Dans un discours du 13 janvier [en clôture du congrès de France Universités], Emmanuel Macron a présenté une nouvelle série de réformes pour l’enseignement supérieur, dont une possible hausse des frais d’inscription. Le Conseil constitutionnel a pourtant rappelé dans une décision, le 11 octobre 2019, que le principe de gratuité de l’éducation s’applique en France de la maternelle à l’université.

Les détails du projet d’Emmanuel Macron pour « donner un prix » à l’université sont connus. Une note issue de sa première campagne présidentielle, rédigée par l’économiste Robert Gary-Bobo, rendue publique par les MacronLeaks et reconnue par l’auteur, propose une série de transformations qui ont largement été mises sur les rails au cours du premier mandat.

« Comment faire passer la pilule de la hausse des droits d’inscription ? Commencer bien sûr par le crédit […] l’objectif affiché est de développer l’autonomie des jeunes. ». L’endettement constitue une pierre angulaire pour permettre l’accès à l’enseignement supérieur. De ce point de vue, la précarité étudiante en devient presque une aubaine : pour y faire face, on proposera des prêts à taux subventionné en complément des bourses (et, à terme, à la place des bourses) qui pourront opportunément couvrir des frais d’inscription en hausse.

Datée du 16 novembre 2016, cette note prévoit tous les détails : quel montant ? Le niveau des frais devrait s’établir « entre 4 000 et 8 000 euros par an et par étudiant » voire 20 000 euros en grandes écoles. Comment convaincre les banques de prêter aux jeunes ? Il suffit que « l’État, les services fiscaux, acceptent de sécuriser ces crédits d’une certaine manière (au besoin en reprenant les crédits à problèmes) ». Au secteur financier les profits, à l’État les risques et les coûts. Et aux jeunes diplômé·es le joug du remboursement, assurant leur docilité sur le marché du travail. Employabilité garantie !

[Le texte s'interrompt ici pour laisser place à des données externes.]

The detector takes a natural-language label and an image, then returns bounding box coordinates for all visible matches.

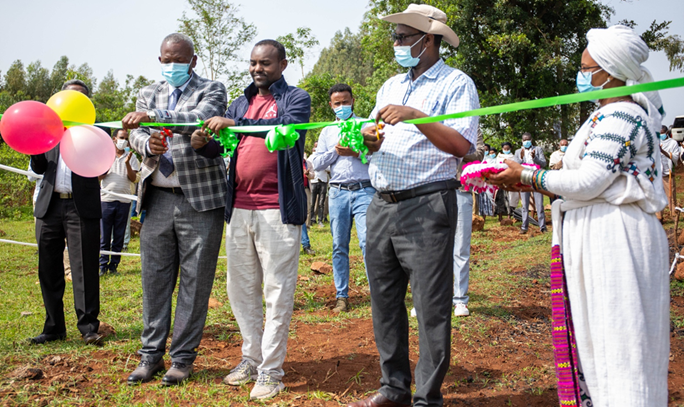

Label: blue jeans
[100,201,131,271]
[302,222,311,249]
[453,190,473,305]
[328,186,375,298]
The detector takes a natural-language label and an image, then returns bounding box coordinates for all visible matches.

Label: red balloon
[0,100,64,154]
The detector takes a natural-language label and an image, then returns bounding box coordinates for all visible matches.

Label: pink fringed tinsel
[461,161,539,193]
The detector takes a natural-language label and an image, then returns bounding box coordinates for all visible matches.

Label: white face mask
[116,139,128,150]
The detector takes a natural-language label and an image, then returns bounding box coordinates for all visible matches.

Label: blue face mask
[394,35,427,68]
[335,105,352,120]
[577,69,610,102]
[162,62,190,88]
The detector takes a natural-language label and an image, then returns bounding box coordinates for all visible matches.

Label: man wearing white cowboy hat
[350,4,480,407]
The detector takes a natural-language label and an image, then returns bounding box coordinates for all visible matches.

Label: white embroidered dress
[543,102,670,407]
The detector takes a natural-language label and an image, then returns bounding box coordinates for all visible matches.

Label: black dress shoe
[128,359,165,386]
[29,332,66,345]
[162,362,192,386]
[83,332,103,346]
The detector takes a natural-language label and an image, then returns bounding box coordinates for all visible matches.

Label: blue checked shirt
[368,59,480,191]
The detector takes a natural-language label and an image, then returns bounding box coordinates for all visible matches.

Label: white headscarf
[587,25,665,117]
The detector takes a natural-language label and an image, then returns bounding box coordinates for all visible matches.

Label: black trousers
[366,190,458,406]
[309,181,328,223]
[36,197,100,335]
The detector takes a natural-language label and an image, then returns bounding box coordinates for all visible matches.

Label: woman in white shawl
[492,25,670,407]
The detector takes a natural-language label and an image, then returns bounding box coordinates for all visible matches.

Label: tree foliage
[276,27,318,77]
[310,28,374,86]
[178,0,257,94]
[362,0,611,147]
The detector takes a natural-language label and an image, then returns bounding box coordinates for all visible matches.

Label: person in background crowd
[99,129,140,277]
[29,79,102,345]
[658,126,681,220]
[122,33,227,386]
[349,4,480,407]
[311,83,375,312]
[549,139,568,170]
[193,40,311,400]
[496,141,520,214]
[302,159,316,256]
[309,142,330,227]
[513,133,546,234]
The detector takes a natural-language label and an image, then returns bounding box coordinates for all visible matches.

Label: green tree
[50,55,69,95]
[4,59,26,95]
[276,27,318,77]
[620,20,684,72]
[25,61,52,103]
[178,0,257,94]
[309,28,374,86]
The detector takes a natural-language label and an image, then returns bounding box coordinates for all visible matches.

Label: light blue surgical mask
[577,69,610,102]
[335,105,352,120]
[394,35,427,68]
[162,62,190,88]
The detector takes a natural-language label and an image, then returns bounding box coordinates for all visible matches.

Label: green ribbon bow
[266,124,299,152]
[197,119,238,157]
[337,120,368,164]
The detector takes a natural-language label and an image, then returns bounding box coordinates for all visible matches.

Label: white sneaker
[249,373,285,400]
[454,304,470,317]
[223,359,257,386]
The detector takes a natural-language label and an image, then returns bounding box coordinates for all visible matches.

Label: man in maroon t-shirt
[192,40,311,399]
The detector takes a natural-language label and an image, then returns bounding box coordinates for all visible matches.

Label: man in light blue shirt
[310,83,375,312]
[350,4,480,407]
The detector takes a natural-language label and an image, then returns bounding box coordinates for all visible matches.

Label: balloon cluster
[0,90,116,177]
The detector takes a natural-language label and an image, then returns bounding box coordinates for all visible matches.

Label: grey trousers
[520,192,546,230]
[138,187,224,364]
[366,190,458,406]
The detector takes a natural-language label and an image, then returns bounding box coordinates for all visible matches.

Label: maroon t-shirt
[234,95,280,210]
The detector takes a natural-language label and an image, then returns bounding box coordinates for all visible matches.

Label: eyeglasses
[392,32,423,44]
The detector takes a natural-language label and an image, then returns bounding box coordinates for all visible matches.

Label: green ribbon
[197,119,238,157]
[264,123,300,152]
[5,77,684,141]
[337,120,368,164]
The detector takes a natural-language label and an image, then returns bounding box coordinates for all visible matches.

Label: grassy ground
[0,193,684,406]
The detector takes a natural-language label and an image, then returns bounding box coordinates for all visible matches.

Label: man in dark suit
[122,34,227,385]
[30,80,102,345]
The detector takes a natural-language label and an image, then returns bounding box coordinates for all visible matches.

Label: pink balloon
[59,126,116,177]
[0,100,64,154]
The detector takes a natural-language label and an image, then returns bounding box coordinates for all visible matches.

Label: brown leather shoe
[347,393,410,407]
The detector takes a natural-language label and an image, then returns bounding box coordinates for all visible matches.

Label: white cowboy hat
[380,4,459,47]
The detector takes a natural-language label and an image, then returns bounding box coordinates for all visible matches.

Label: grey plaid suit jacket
[129,73,227,212]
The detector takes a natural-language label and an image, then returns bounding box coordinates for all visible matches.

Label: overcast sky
[0,0,684,124]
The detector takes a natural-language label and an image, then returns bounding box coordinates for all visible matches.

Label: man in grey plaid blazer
[122,34,227,385]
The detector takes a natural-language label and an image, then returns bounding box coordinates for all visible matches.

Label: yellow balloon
[47,90,95,127]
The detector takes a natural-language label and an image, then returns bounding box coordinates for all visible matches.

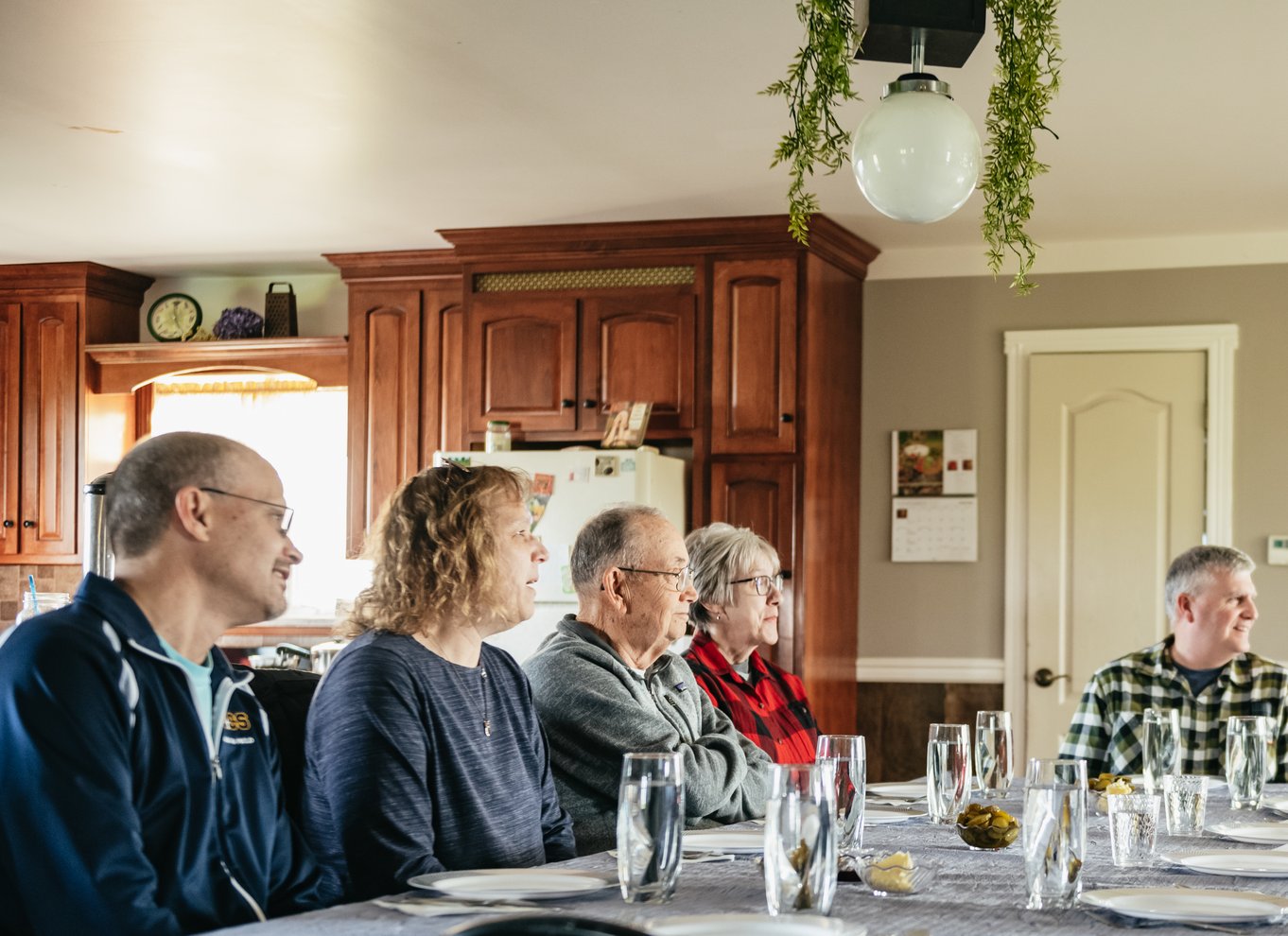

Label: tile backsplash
[0,565,84,630]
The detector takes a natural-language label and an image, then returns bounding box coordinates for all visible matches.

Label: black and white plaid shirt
[1060,636,1288,782]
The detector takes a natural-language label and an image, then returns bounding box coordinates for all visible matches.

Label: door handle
[1033,667,1069,689]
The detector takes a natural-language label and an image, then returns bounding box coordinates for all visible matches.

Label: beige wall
[859,266,1288,659]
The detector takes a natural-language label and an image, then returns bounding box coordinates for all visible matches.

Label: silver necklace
[426,634,492,737]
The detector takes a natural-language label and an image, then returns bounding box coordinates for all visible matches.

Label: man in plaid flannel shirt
[1060,546,1288,780]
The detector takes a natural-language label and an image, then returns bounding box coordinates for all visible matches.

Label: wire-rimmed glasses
[729,572,783,595]
[617,565,693,591]
[200,488,295,535]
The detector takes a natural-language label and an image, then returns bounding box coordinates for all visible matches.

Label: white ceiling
[0,0,1288,278]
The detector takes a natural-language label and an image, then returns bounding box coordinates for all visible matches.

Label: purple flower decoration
[213,305,264,338]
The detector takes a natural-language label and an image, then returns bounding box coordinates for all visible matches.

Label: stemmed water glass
[815,734,868,860]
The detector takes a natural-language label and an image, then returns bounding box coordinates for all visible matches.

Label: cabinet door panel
[465,296,577,433]
[581,295,697,430]
[19,299,79,556]
[711,259,796,455]
[0,303,22,556]
[348,287,421,556]
[709,459,803,670]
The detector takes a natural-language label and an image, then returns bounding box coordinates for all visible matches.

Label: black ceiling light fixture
[850,0,985,223]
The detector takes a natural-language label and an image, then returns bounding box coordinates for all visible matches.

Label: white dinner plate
[1163,848,1288,878]
[867,780,926,800]
[863,806,926,825]
[681,829,765,855]
[1079,887,1288,923]
[407,868,617,900]
[648,912,867,936]
[1207,823,1288,844]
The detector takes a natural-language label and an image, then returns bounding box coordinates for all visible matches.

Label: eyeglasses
[200,488,295,535]
[729,572,783,595]
[617,565,693,591]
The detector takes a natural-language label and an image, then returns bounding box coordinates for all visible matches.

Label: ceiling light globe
[850,82,983,224]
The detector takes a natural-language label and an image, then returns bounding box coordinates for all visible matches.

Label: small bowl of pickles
[957,804,1020,851]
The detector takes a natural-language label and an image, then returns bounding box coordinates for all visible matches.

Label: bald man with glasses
[524,506,770,855]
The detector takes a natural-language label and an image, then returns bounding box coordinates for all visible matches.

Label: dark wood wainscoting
[859,683,1002,783]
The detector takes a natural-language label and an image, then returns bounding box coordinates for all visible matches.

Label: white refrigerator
[434,445,688,663]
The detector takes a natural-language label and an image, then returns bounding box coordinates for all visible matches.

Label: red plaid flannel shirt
[684,631,818,764]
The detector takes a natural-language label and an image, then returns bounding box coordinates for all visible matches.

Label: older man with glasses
[0,433,326,935]
[524,506,770,854]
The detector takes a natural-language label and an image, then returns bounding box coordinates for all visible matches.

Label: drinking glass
[617,754,684,904]
[815,734,868,858]
[1141,708,1181,793]
[1163,773,1207,836]
[975,712,1013,800]
[765,764,837,917]
[926,725,970,824]
[1022,758,1087,910]
[1109,793,1160,868]
[1257,715,1279,783]
[1225,715,1266,810]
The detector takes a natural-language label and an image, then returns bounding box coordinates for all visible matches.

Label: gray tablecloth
[208,784,1288,936]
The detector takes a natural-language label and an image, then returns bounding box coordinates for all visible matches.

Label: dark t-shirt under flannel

C’est un modèle en vigueur en Australie et en Angleterre, initialement expérimenté dans le Chili de Pinochet et de ses Chicago boys. Alors que les frais d’inscription au Chili sont les plus élevés du monde, l’accès à l’université est plus large qu’en France. Les jeunes (et leur famille) en sortent surendetté·es et ce système contribue aux terribles inégalités du Chili. Selon le témoignage d’une étudiante dans l’excellent documentaire Etudiants : l’avenir à crédit, « on entre pauvre à l’université, on en ressort bien plus pauvre encore ». Au Chili, c’est la situation étudiante qui est à l’origine d’une puissante contestation depuis 2011. Le nouveau, et jeune, président Boric est d’ailleurs directement issu de ce mouvement étudiant. Plus généralement, les systèmes universitaires reposant sur les frais d’inscription ont démontré les dégâts qu’ils pouvaient produire de par le monde. Ils sont largement contestés et commencent à être remis en cause. Or, c’est au moment même où ces échecs deviennent les plus patents, qu’Emmanuel Macron propose de reproduire les mêmes errements !

Comme le montrent les pays du Nord de l’Europe, un enseignement supérieur bien (et intégralement) financé par l’Etat, accompagné d’une allocation d’autonomie substantielle, est un enseignement plus efficace, moins coûteux et plus conforme à l’accomplissement de ses missions.

En 2017, le candidat Macron avait arbitré pour limiter la hausse des frais d’inscription aux seuls étudiants extra-européens : le plan bien mal nommé « Bienvenue en France » établit depuis 2019 les frais d’inscription de ces étudiants à 2770 € en Licence et 3770 € en Master, malgré la forte hostilité de la communauté universitaire. Pour la campagne 2022, manifestement plus à droite, la perspective d’une mobilisation étudiante ne semble pas suffisante pour renoncer à la financiarisation de l’Université. Mauvais calcul ?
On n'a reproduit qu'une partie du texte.